You seem to be misunderstanding the terms "serial cable" and "cross over cable".
A serial cable is a cable where each data bit passes over the same electrical conductor. An Ethernet cable (either straight or cross over), a USB cable, a SATA cable, a Firewire cable, RS232 ports and even the telephone line are all serial cables.
The older types of disk drive using IDE (or PATA) cables, and printers used to be connected with 25 pin connectors are parallel cables - there are multiple data lines which carry different bits of the data at the same time.
When using Ethernet to connect two devices together, you have to ensure that the pin that is sending data from one device connected to the pin that is designed to receive the data at the other device. With a straight cable, pin1 at one end of the cable connects to pin 1 at the other end. Similarly, pin2 connects to pin 2 and so on. To connect two devices together, the socket on one device has to have the pins connected internally in a different order from the other device. The PC ports on a router have their pins in one order, and the port on a computer has its pins in a different order. A straight cable will connect the sending pin on the router to the receiving pin on the computer, and the same in the other direction.

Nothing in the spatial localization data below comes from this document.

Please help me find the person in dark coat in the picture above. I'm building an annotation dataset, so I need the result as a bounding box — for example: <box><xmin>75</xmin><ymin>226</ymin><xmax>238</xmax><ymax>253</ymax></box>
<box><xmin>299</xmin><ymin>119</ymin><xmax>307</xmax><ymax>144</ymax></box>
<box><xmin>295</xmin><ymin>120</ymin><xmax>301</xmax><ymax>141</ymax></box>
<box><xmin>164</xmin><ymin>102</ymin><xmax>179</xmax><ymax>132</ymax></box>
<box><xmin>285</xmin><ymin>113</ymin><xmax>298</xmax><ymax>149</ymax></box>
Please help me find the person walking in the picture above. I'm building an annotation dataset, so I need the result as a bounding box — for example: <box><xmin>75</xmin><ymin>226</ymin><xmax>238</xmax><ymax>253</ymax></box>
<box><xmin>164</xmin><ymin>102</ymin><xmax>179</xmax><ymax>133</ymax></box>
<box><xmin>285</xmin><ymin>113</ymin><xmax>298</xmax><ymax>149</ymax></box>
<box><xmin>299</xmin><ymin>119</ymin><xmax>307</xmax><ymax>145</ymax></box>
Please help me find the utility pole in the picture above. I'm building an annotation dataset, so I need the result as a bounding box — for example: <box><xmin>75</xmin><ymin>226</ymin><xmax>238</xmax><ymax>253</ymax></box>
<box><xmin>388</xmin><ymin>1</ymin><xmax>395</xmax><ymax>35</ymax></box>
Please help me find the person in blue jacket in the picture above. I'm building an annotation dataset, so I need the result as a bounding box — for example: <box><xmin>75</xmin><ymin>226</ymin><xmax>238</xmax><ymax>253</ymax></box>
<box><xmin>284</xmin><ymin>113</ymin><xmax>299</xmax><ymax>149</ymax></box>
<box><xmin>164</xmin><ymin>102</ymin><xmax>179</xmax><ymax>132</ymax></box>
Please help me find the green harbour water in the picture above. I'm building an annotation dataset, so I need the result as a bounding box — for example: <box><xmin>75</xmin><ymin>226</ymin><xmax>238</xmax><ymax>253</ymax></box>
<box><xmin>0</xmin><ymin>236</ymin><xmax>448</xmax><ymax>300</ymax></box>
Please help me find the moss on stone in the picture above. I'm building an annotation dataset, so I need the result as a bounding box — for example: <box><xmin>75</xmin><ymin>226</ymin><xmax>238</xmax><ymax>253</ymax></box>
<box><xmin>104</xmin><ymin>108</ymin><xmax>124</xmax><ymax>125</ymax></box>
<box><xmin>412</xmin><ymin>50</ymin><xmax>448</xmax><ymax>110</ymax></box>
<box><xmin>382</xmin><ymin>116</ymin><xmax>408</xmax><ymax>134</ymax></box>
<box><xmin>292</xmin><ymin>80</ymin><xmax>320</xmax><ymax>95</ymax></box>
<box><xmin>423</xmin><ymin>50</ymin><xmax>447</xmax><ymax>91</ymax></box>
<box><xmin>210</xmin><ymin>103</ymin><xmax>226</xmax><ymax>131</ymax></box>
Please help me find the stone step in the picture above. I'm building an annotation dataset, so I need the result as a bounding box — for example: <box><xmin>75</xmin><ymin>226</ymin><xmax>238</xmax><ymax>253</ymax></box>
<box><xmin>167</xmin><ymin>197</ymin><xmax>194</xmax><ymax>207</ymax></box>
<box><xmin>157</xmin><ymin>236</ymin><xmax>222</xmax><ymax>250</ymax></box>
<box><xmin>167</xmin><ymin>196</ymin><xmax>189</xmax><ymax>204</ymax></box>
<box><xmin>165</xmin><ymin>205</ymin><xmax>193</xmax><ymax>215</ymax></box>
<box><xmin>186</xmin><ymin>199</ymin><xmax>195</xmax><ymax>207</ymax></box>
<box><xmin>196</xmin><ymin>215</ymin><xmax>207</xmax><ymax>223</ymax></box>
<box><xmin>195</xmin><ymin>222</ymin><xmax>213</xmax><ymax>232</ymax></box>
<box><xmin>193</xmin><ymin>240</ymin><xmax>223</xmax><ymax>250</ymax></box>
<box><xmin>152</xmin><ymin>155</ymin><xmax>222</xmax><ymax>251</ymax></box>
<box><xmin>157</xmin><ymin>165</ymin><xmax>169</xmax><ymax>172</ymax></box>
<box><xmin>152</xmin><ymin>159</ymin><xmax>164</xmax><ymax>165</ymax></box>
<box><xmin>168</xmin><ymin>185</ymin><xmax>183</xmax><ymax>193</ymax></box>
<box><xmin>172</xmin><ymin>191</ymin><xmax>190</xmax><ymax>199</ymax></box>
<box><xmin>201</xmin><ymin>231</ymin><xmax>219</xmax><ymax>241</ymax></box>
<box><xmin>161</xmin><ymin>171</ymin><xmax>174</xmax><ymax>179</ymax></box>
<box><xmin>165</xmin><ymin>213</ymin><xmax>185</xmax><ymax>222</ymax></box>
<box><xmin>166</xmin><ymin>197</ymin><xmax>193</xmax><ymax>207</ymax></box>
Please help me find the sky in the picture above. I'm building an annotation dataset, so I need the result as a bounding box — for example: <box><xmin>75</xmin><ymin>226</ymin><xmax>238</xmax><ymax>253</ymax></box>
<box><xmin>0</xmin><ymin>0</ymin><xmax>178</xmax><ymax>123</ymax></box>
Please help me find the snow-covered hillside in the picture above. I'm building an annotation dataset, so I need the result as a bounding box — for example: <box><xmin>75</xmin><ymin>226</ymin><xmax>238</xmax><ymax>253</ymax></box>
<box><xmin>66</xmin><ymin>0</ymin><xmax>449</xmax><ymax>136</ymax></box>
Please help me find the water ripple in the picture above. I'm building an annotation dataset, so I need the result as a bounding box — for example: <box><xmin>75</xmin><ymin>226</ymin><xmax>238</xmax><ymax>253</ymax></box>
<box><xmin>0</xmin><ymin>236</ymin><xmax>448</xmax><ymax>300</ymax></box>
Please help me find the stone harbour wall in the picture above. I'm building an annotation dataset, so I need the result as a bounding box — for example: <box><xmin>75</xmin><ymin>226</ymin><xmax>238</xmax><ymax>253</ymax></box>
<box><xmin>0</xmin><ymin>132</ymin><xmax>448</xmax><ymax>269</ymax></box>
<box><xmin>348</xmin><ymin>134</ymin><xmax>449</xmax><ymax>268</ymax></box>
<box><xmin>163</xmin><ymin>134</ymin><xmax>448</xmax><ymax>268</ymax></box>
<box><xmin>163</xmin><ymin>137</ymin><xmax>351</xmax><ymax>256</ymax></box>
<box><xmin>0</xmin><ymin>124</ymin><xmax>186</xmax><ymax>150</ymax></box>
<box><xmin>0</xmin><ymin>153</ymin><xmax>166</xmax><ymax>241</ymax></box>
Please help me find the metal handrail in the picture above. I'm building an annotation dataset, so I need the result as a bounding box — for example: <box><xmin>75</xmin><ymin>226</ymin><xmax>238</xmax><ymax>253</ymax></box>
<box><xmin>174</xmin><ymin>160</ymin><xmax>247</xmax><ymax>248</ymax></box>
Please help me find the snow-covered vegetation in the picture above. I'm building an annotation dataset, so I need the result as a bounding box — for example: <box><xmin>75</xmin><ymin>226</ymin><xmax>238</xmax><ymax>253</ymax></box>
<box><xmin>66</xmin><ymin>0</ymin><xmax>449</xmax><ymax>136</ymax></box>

However, if you want to connect one computer to another computer, then a cross over cable is required.
Some routers have a WAN Ethernet port and 4 LAN PC Ethernet ports. The WAN port has its pins organized in the same way as a computer, so that it can connect with a straight cable to the PC port on another router, or to a modem. A cross over cable is required if you connect a PC port on one router to the PC port on another router.
Many modern devices solve this problem of straight versus cross over cables by making the port automatically swap its configuration of pins electronically to match the cable that is in use. With one of these devices, either a straight or a cross over cable will work. With auto-switching Ethernet ports, only one of the two devices connected to a cable needs to be auto-switching.
USB also needs to have a cross over connection. Normally this is hidden from the user as the connectors at each end of the cable are different so it is not apparent that there is any crossover taking place. (Ethernet cables have the same connector at both ends.)
USB and Ethernet are two different technologies. USB2 is faster then 100 Mbps Ethernet, but 1 Gbps Ethernet is faster than USB2. USB3 is faster at 5 Gbps, but not many devices currently have USB3, and not many devices actually need the speed of USB3.
Ethernet is primarily a networking technology. While USB is primarily a point to point technology. With USB, it is designed to be plug and play. You do not need to configure the network as only a limited number of devices can be connected and the connectivity is all handled by the driver levels of the operating system. Ethernet requires addresses and routing tables to be defined so that the network, including its connection to the Internet, all works as needed.
Finally, Ethernet is defined to work over distances of 100 metres, while USB is constrained to distance of 5 metres.